Bill and Bob have a sister, Bonnie. One day, Bonnie comes to her brothers and tells them that her husband has left and taken all of their money. She’s got young children and doesn’t know how she’ll make the rent. She asks her brothers for a small loan. Bob is struggling to pay his own rent and doesn’t have any extra to give his sister. He feels awful, but must tell his sister, “I don’t have the money right now, but why don’t you and the kids come over to dinner this weekend. I can’t give you financial support, but I can give you emotional support.” Bill has plenty of money and is easily able to give his sister the money. “Don’t worry about it, Sis. It’s my gift to you.”
Later that week, Bill and Bob’s mother ends up in the hospital after a fall. She’s broken her hip and needs surgery. Unfortunately, her insurance won’t cover the entire cost of the surgery. Bill says to his mother, “It’s okay, Mom. I can cover the gap. You just worry about getting better.” Bob visits his mom, too. He brings her a huge bouquet of flowers and a copy of her favorite book. He spends the afternoon with his mother in the hospital reading to her.
The next month, during the brothers’ annual “Guys Weekend,” Bill and Bob are sitting on a small boat on a lake doing some fishing. The subject of happiness comes up. “Bill, are you happy in your life?” asks Bob.
“Yeah, I am. Of course, there are some things I would change…”
“What would you change, Bill? You have all the money you could possibly want. What would make your life better?”
“Well, Bob, I kind of envy you sometimes. Everyone in the family knows that when there is a financial bind, they can come to me. Don’t get me wrong, I love having the ability to solve problems with money. But I envy the personal connection that you seem to have with everyone. It’s almost as if because you don’t have the financial resources I have, you’re forced to give another kind of support.
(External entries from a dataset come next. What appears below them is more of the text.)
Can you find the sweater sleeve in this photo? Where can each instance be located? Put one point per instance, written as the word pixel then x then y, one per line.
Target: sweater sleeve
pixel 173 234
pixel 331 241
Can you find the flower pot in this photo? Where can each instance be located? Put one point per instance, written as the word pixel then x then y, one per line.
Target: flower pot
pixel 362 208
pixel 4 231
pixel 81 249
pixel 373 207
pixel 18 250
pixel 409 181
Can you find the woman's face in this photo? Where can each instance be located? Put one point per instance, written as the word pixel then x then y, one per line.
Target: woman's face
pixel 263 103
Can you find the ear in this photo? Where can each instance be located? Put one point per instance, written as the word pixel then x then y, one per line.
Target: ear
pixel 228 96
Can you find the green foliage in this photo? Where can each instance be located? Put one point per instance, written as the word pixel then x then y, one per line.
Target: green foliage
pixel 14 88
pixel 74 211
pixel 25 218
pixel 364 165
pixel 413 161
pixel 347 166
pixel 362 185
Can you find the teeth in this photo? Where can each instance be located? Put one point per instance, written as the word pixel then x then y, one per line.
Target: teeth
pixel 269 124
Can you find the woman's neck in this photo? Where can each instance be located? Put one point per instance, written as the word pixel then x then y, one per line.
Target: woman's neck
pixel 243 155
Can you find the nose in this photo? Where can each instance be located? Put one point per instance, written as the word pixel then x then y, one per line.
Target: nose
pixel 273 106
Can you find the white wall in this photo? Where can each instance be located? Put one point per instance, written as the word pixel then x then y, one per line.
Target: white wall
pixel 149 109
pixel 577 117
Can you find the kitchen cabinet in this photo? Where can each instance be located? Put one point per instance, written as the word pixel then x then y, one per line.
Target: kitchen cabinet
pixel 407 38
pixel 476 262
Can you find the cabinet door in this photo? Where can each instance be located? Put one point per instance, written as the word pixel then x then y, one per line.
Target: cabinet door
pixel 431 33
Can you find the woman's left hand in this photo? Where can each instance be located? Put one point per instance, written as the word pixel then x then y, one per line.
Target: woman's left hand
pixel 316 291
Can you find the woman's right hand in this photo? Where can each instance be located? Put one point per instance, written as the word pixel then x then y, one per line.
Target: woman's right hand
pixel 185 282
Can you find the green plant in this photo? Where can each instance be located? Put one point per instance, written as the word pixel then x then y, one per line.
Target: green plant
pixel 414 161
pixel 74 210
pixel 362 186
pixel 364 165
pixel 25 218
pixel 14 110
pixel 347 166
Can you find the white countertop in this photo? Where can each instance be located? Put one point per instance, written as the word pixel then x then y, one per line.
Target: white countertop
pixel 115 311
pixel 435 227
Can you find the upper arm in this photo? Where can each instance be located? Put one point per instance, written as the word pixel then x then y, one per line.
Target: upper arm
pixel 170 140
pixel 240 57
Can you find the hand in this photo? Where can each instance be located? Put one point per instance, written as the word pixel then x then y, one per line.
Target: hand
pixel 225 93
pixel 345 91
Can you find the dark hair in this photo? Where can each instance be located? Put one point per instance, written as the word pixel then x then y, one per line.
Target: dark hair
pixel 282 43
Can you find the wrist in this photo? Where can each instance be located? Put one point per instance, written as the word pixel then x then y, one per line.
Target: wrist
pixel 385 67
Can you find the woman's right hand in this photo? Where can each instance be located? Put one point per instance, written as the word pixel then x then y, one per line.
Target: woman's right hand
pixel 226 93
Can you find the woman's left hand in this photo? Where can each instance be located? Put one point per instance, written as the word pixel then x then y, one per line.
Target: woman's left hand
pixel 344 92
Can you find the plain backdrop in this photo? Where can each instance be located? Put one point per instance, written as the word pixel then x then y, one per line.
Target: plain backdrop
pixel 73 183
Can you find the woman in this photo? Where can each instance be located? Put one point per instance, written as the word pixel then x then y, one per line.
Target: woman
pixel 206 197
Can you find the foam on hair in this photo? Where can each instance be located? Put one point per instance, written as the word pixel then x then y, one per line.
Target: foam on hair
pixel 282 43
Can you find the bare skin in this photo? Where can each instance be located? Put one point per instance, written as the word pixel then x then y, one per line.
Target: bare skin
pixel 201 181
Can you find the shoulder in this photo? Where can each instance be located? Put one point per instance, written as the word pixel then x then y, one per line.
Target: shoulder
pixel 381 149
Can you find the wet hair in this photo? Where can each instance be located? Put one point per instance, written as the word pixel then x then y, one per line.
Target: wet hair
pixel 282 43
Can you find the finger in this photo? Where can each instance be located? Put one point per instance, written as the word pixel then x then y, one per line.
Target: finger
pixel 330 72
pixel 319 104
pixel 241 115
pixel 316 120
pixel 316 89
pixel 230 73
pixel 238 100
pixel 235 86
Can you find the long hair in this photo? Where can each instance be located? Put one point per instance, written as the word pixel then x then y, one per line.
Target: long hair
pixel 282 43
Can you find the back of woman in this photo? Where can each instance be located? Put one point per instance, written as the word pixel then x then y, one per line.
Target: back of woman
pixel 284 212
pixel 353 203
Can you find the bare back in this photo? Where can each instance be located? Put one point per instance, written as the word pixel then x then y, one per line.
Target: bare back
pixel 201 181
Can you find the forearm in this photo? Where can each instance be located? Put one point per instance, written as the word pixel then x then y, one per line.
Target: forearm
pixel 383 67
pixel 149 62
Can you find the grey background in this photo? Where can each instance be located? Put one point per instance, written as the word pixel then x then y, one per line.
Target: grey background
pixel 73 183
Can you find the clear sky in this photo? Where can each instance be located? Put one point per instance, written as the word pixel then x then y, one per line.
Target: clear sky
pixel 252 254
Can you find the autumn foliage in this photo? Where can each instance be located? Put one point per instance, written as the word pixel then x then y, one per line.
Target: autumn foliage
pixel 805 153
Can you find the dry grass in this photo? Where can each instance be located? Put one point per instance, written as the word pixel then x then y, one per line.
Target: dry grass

Money is the easiest kind of support there is to give, and sometimes I think it makes me a bit lazy. What about you, Bob? Are you happy?”
“Yes, I’m happy. But, I’d change some things, too. I do wish I had more money. I think I would be happier if I did. It makes me feel awful when I can’t help Bonnie or Mom. I feel like if I just had the money to solve their problems, then I wouldn’t have to feel terrible for other people so much.”
The brothers lapsed into silence for a few moments and contemplated this. Finally, Bill broke the silence. “I guess it’s like this. Having money makes it easier to do the things that make you happy. It doesn’t MAKE you happy, but it takes away the stresses that can make happiness elusive.”
Bob agreed. “Yeah. I don’t think that one of us is more or less happy than the other, Bill. We each use the resources we have to do the things we can to make others happy. It’s about serving others and giving, whether it’s money or another form of support.”
This story perfectly captures the paradox of money and happiness. You can be happy with money, or you can be miserable with money. You can be happy without money, or you can be miserable with no money. But, there’s no question that having money can at least ameliorate some of the stresses that can make one unhappy. Perhaps, Henry David Thoreau said it best…
“Happiness is like a butterfly: the more you chase it, the more it will elude you, but if you turn your attention to other things, it will come and sit softly on your shoulder.”
Timothy McKinney lives in Redondo Beach, California with his wife Cindy and their two children, Heather and Robbie. He went to the University of Southern California, where he received degrees in Business and Psychology. Since 1997, Tim has been a corporate trainer who conducts workshops on subjects related to happiness and workplace effectiveness. He is a passionate vegetarian who enjoys SCUBA Diving in the Kelp Forests of Catalina Island.